Accime is accused of approaching a woman and a man in the woman’s green Honda near the 100 block of Southwest Second Avenue about 5 a.m. Aug. 12.

The armed man violently opened the driver’s side door, the woman told police, according to the probable cause affidavit. He demanded they give him their personal belongings, then forced them to remain in the car, saying he would kill them if they didn’t comply.

He then forced the man to drive the car while he sat in the rear seat, according to the affidavit. While driving, the man jumped from the moving car and fled to his own car, while the Honda crashed into a pole. The woman was not able to escape.

Accime then got into the driver’s seat, still threatening the woman with his gun, and took off, according to police.

For two hours, Accime drove the woman around, forcing her head down so that she couldn’t see where she was, according to the affidavit. He pistol whipped her in the head, causing her to lose consciousness temporarily, and struck her in the genitals with his gun.

Accime also forced her to give him her pin number and tried to withdraw money from her bank account at an ATM, according to the affidavit. When that didn’t work, he became violent, trying to choke her and pulling her head down towards his leg. Video surveillance shows him pinning the woman’s head down as she tries to get away.

Finally, Accime left the woman on Interstate 95, taking her cellphone and shoes, according to the affidavit.

Fort Lauderdale Police responded to a shot spotter alert in the area where the kidnapping occurred, according to the affidavit, arriving to find the male victim with a gun in his hand. He told the officers that he had been robbed and held at gunpoint by a man who had driven off with the woman against her will.

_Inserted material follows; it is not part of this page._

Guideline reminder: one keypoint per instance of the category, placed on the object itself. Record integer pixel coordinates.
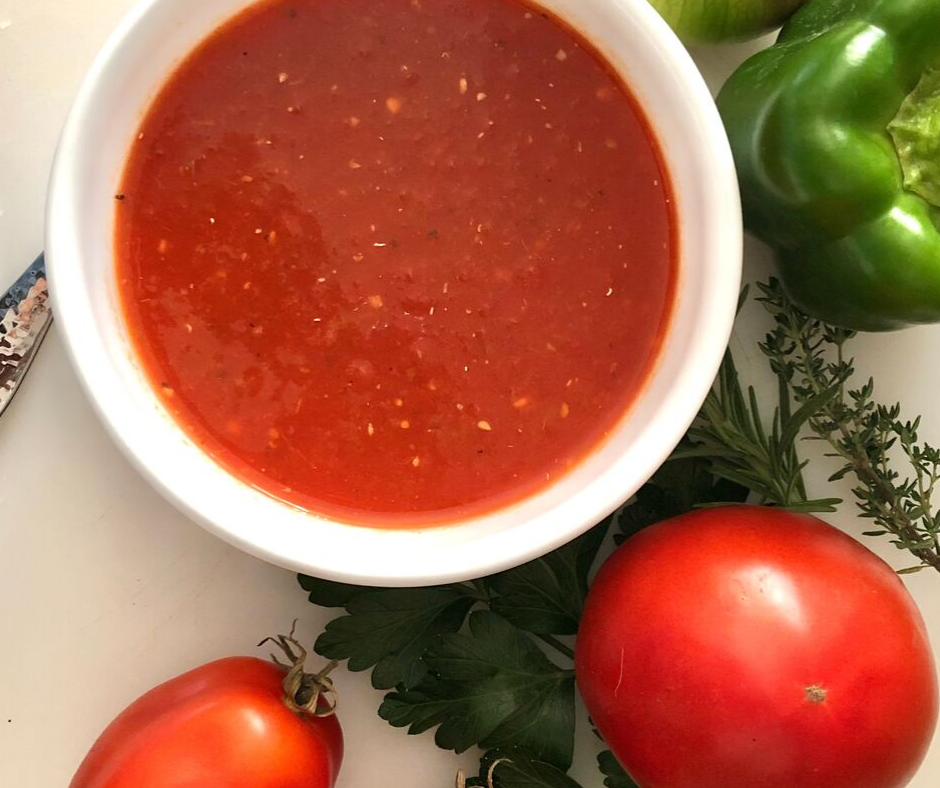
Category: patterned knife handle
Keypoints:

Then, a little after 7 a.m. that morning, the woman called 911 and said she had been kidnapped and raped by an unknown man. Her car was disabled, she said, and she was on I-95 near Oakland Park Boulevard.

Detectives were later able to identify the man as Accime using “investigative techniques,” though Liening would not specify on Wednesday what those were. The male victim then identified the suspect from a line-up.

Last Friday, six days after the Aug. 12 incident in which Accime is charged, a different man was carjacked in the early morning by an armed suspect and forced to drive around for two hours. At the time, police said that the circumstances appeared “similar.”

Now, however, it appears that the suspect in that case is still on the loose. Accime could not have committed both crimes, while another suspect found with the second victim’s car is also not believed to have committed the original carjacking, police say.

Accime had been arrested on Aug. 15 in Lauderdale Lakes, inmate records show, three days before the second carjacking. He was charged with resisting an officer without violence and violation of his probation for a previous case in which he pled no contest to burglary of an unoccupied dwelling, dealing in stolen property, and giving false ownership information.

Meanwhile, detectives ruled out Lias Corker, 34, of Lauderdale Lakes, who was found driving the second victim’s stolen Kia Optima hours after the carjacking.

Police arrested Corker after pursuing him through Broward and Palm Beach while he was driving the stolen car.

He faces charges of aggravated fleeing and eluding, reckless driving and driving with a revoked license, but he is not charged in the second carjacking case.

Liening would not say how Corker is related to the carjacking.

It remains possible that the second carjacking is somehow related to the first, even if the same suspect did not commit both crimes. Liening said detectives are “still looking at all possibilities.”